According to a report by ResearchAndMarkets, the global internet of things (IoT) in retail market size is expected to reach USD 94.44 billion by 2025, exhibiting a 21.5% CAGR during the forecast period.
However, despite these projections, one of the biggest challenges retailers face when they plan to embrace IoT devices is fragmentation. There are hundreds of IoT platforms and hundreds of various generations of the same platforms.
“You may find retailers with points of sale or network environments that are 10 to 15 years old. There are thousands of different point of sales systems, thousands of providers,” said Eran Harel, VP Business Development of AppCard. There are many different clouds, APIs and services; none talking to each other. IoT seems more like an obstacle than an opportunity for retailers.
These retailers need help on two different fronts 1) they need a common platform that could be deployed across their business and could talk to different devices and services. 2) They need help making educated decisions by having an RFP kind of a platform that allows them to deploy it in a faster and more economical way.
White said that EdgeX Foundry is quite close to becoming the standard for IoT platforms. “If it’s not a standard, it’s certainly that platform which helps customers bridge the gap between devices, cloud and services,” he said.
“One of the things we hear from retailers is that it is incredibly challenging, especially at the scale of our members, to try to implement different technologies in ways that are going to work, that are going to be cost effective and that are going to enable them to have flexibility in what they do, particularly in store,” said Nicholas Ahrens – Vice President, Innovation – Retail Industry Leaders Association (RILA).
Building a bridge at the edge
LF Edge, the host of EdgeX Foundry project, collaborated with RILA to organize a two-day hackathon for developers to build IoT solutions for the retail-use cases. The goal of the hackathon was to use EdgeX Foundry and other open source projects to solve some of the most pressing retail problems in the most innovative and creative manner.
Building a demonstrable solution within two days is a feat in itself.
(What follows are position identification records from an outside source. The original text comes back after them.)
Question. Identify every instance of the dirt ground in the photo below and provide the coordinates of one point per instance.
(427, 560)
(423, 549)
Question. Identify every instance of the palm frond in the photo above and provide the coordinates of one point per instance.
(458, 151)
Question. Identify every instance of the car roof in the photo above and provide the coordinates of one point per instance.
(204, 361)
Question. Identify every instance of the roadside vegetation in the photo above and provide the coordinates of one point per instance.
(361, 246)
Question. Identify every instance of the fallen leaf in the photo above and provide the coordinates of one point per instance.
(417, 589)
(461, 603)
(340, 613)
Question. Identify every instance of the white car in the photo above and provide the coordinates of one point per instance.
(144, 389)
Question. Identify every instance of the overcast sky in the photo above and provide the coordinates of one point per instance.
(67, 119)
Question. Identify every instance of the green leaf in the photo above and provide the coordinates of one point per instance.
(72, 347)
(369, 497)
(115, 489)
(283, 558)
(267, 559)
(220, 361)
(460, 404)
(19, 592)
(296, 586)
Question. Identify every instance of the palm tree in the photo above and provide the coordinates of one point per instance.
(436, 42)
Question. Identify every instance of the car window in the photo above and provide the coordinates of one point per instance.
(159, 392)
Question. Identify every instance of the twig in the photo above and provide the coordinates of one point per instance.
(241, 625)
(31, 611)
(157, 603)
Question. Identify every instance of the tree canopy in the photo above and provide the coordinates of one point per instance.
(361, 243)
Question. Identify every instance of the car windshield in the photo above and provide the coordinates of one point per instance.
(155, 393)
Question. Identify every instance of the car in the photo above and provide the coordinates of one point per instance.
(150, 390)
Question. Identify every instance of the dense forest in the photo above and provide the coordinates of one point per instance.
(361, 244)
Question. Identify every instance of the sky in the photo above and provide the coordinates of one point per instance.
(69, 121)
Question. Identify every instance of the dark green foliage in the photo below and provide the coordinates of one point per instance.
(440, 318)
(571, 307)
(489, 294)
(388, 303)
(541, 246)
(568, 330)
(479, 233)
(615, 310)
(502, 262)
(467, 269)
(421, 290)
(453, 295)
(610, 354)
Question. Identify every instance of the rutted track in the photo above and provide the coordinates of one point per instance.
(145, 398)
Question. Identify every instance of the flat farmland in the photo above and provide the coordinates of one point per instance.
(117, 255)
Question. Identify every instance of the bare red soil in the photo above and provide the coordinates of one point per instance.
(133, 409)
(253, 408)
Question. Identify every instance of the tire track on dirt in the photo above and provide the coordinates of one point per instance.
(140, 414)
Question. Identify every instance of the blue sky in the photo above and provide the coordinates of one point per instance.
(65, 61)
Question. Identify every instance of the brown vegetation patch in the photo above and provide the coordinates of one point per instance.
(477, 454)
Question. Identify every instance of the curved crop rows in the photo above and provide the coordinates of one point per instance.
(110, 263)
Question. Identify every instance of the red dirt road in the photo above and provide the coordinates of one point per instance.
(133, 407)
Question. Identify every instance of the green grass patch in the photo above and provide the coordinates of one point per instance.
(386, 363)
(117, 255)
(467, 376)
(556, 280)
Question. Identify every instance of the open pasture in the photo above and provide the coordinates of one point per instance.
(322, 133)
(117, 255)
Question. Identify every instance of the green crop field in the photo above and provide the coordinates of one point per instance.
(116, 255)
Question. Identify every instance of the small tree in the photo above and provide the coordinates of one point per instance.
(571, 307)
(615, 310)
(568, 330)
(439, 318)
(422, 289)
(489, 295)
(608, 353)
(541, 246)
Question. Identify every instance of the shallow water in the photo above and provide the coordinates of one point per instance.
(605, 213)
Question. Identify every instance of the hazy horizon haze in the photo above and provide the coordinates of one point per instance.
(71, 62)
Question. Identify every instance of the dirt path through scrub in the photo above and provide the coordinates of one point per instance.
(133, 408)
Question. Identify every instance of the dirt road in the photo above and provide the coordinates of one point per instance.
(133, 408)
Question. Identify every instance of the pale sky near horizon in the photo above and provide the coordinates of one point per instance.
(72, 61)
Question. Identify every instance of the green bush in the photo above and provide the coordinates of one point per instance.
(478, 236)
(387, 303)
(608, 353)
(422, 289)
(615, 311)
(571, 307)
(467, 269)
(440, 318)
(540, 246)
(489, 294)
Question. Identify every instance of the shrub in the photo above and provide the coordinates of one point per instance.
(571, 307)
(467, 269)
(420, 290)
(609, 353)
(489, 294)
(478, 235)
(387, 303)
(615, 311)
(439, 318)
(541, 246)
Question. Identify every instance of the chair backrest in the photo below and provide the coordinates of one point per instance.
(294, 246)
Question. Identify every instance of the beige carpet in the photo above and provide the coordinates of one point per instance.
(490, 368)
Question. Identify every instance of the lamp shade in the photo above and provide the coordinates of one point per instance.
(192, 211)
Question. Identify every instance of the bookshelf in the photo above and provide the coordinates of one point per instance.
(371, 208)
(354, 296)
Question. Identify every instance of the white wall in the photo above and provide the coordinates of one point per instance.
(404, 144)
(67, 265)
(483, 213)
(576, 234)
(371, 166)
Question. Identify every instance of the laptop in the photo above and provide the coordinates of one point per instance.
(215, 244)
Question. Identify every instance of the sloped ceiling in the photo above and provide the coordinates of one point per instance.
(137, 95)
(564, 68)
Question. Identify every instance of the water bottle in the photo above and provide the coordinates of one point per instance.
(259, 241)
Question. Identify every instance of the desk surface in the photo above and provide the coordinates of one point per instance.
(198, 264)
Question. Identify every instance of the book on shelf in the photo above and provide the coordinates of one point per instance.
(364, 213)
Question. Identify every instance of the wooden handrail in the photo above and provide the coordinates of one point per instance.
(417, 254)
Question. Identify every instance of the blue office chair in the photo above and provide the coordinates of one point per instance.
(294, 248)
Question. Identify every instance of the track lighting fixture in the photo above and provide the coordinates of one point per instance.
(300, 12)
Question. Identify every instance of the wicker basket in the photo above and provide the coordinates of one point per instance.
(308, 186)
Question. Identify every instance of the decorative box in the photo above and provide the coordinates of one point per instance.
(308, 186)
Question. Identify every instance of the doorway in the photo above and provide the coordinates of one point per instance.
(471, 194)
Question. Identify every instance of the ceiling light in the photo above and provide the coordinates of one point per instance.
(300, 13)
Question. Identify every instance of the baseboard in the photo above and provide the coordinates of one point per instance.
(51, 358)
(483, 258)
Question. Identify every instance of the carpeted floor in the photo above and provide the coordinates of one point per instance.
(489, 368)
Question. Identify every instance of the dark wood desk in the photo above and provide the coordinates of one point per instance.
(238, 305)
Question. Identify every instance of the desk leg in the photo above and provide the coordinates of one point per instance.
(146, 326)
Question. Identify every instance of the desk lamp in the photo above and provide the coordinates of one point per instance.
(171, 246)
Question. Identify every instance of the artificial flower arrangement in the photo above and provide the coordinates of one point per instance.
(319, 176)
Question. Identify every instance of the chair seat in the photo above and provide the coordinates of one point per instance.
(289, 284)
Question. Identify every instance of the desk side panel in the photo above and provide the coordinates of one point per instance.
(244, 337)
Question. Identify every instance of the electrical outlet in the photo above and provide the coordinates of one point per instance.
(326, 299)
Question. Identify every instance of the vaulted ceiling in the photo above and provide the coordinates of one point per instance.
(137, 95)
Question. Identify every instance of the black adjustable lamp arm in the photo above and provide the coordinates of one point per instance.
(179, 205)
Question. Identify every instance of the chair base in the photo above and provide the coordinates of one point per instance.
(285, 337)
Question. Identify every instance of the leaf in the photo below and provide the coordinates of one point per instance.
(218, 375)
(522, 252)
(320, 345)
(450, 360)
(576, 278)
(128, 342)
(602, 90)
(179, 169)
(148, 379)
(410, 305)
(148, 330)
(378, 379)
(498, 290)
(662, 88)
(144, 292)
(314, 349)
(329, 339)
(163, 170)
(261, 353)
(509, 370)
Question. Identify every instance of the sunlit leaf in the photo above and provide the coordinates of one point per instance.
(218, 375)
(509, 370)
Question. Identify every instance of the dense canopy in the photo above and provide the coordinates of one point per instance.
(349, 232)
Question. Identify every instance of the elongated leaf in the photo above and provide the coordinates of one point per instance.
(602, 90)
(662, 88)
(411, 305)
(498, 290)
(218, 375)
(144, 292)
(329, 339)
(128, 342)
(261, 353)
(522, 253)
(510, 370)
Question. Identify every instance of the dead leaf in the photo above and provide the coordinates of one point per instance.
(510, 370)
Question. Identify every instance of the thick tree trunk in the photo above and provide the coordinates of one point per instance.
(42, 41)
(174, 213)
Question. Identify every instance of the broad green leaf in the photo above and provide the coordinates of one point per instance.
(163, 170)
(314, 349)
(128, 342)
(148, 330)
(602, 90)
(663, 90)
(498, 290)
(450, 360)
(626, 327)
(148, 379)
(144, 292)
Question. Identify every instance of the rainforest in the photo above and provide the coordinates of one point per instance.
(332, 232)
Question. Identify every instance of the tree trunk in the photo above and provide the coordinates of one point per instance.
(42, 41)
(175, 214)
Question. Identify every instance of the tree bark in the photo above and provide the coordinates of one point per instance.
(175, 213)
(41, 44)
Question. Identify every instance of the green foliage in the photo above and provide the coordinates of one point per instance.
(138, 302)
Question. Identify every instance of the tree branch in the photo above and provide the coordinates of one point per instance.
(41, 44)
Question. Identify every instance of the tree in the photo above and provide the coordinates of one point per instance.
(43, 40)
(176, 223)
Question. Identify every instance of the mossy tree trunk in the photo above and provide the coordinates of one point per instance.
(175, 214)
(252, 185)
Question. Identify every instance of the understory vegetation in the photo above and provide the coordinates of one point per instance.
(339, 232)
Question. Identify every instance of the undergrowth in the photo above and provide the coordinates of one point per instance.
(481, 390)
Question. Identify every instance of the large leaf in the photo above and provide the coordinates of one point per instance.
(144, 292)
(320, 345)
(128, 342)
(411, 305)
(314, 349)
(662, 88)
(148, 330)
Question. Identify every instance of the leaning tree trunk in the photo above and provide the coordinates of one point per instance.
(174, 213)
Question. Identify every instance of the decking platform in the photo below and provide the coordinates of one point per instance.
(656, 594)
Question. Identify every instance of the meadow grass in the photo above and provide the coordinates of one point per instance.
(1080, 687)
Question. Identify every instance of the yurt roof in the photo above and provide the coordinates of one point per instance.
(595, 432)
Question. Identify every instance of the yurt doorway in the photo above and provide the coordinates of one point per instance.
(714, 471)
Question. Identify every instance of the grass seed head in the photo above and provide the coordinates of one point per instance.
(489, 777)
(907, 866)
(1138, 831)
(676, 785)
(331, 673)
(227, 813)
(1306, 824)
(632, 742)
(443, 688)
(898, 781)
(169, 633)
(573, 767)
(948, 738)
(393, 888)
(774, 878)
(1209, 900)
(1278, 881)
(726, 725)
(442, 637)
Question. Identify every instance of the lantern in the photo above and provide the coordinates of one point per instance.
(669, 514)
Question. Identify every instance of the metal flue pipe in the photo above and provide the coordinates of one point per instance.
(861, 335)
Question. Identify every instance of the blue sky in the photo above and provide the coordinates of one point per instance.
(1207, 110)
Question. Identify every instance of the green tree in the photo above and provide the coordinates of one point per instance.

Companies that applied to participate in the hackathon did do a lot of homework, but organizers threw in a mystery ingredient – an IP camera – which challenged these participants to show how quickly they could improvise which created a level playing field.
“One of the things we wanted to see was how quickly people can take a base project and adapt solutions that are going to work in a real way,” said White.
Ahrens was pleased to see exactly that. “Interoperability across different devices, different manufacturers, so that companies are able to actually deploy a number of different technologies and number of different, different IoT solutions at scale,” he said.
Scott Gregory, Retail Solutions Mobile Engineering, Hewlett-Packard sees the hackathon as an opportunity to “gauge how mature the technology is because in the end, it’s a technology that needs to find a place in production.”
Participants saw the hackathon as a much-needed opportunity to employ their skills and creativity into real solutions. “You can read a lot about these technologies on the internet. You can read tutorials but you never get the opportunity to actually sit down and build something addressing a real use-case, this hackathon was a great opportunity to build something real,” said one of the participants, Kevin Midkiff who also works at Intel as a Software Engineer.
Despite the overly competitive nature of the participants, they also worked together in a true open source manner. They learned from each other and shared ideas.
“Open Source is an important part of the future of technology and it will be an important part of retail moving forward,” said Ahrens.